The supposed economic benefits of a unitary patent system for the European Union (EU) were put under the spotlight in a session focused on the proposed European Union patent right at last week’s Chartered Institute of Patent Attorneys (CIPA) annual congress in London.

In a heated discussion, private practice lawyers and in-house counsel from several European jurisdictions debated current proposals for the unitary patent court (UPC). Critics have suggested that the plans, which will create a multitude of local and regional divisions across Europe in addition to a central division split between three countries, will encourage forum shopping as divisions compete to attract business. Eugen Popp, of Meissner Bolte, said that such concerns are misplaced as competition for patent cases already exists between different European courts. He proposed that forum shopping would be perfectly appropriate in the context of an EU-wide patent right: “Attorneys are in competition, our clients are in competition – so why not courts and judges, too?”

David Rosenberg, VP of IP Policy at GlaxoSmithKline, slammed the scheme, arguing that competition between local divisions would inherently mean that they would have to be pro-plaintiff. “It will be systematically disastrous,” he said. “Business does not want a system that is pro-patentee – we want one that is fair. It will be a trolls' paradise – an NPE will be able to sue to Europe-wide effect in a distinctly pro-patentee system.”

Rosenberg also questioned the notion that the unitary patent system is vital for growth and competition in the EU and that its implementation is eagerly awaited by business, as the European Patent Office has claimed, among others. “Ironically, it is anti-Europe,” he said, “since defendants will largely be from European countries and plaintiffs will mostly be American and Asian.”
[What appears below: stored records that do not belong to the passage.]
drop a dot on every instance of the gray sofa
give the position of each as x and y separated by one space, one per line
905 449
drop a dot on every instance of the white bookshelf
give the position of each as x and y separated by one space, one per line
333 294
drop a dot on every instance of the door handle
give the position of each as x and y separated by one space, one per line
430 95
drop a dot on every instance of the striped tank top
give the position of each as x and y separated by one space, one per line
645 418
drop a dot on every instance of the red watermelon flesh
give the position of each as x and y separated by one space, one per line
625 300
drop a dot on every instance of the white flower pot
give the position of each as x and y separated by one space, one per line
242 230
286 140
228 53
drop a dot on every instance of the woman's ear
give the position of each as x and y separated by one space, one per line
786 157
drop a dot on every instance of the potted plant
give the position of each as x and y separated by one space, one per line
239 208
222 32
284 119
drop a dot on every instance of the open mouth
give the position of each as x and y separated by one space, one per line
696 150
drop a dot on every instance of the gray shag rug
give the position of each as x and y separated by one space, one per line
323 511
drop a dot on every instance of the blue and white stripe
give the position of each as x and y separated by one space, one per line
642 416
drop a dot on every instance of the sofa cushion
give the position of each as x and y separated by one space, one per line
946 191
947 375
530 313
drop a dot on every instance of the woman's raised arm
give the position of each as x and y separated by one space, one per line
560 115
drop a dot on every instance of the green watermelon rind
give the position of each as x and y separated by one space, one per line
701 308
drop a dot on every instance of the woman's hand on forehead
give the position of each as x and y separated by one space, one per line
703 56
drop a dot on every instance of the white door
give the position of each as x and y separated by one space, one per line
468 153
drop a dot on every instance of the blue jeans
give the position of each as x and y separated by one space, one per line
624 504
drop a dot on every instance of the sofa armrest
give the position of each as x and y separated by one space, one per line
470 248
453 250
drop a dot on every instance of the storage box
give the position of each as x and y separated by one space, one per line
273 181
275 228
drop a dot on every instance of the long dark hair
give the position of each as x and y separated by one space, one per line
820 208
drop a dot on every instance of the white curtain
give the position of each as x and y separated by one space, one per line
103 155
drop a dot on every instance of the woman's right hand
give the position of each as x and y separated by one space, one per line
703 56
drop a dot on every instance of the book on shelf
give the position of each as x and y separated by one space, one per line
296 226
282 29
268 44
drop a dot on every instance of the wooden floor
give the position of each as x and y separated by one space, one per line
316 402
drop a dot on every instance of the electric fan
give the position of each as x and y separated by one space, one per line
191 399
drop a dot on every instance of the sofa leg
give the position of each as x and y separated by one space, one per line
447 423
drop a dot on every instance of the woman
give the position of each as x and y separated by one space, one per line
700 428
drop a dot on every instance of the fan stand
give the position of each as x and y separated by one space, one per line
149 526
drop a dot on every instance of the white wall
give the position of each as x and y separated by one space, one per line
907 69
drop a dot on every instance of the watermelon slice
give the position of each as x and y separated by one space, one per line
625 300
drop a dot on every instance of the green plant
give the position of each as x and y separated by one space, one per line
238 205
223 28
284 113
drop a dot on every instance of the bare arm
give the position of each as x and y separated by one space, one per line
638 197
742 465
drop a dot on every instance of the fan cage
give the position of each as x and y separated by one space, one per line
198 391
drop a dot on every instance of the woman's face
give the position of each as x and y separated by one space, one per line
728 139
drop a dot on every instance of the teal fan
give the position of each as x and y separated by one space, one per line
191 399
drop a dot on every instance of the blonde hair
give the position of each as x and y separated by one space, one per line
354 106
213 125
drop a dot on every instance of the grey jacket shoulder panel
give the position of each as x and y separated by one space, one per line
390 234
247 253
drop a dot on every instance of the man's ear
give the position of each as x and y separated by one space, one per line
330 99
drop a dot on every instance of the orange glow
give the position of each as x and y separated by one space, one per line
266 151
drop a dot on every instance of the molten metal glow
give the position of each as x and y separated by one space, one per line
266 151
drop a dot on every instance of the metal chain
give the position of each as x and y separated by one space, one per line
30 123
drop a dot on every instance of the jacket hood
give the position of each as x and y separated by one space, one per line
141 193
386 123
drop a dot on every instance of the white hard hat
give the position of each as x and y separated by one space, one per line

However, Willem Hoyng, of Hoyng Monegier, suggested that competition between local divisions would be based on the quality of the decisions they hand down, rather than which of them were viewed as the most pro-patentee. He also rebuffed Rosenberg’s contention that the use of judges from EU jurisdictions far less experienced in handling patent litigation would result in anomalous decisions being handed down by the UPC. Hoyng claimed that his home country – the Netherlands – boasts a number of top-notch patent judges, with many more to be found in Germany and Britain. The proposals’ requirements for multinational panels of judges in each division and the possibility of appointing technical experts, if they are deemed necessary, would all but guarantee an experienced judge from somewhere in the EU would be hearing each patent case, he said.

Despite his apprehensions, Rosenberg conceded that the unitary patent project appears to be going ahead as currently planned. As such, he recommended that patent owners take advantage of the opt-out clause in the present proposals (see article 58 of the draft unitary patent agreement). European patent grants and applications made under the current European Patent Convention system will be subject to the UPC when it is created. However, holders of European patents granted and applied for prior to the implementation of unitary patent legislation will have a seven-year transition period in which they can opt out of the jurisdiction of the UPC. Patentees who have opted out will continue to be able to initiate proceedings in national courts for the duration of the transition period and can opt back in to the UPC at any point during the seven years. Furthermore, the transition period may be extended by a further seven years if the unitary patent system isn’t going to plan. “We predict a very high number of opt-outs,” said Rosenberg. “That certainly isn’t a vote of confidence.”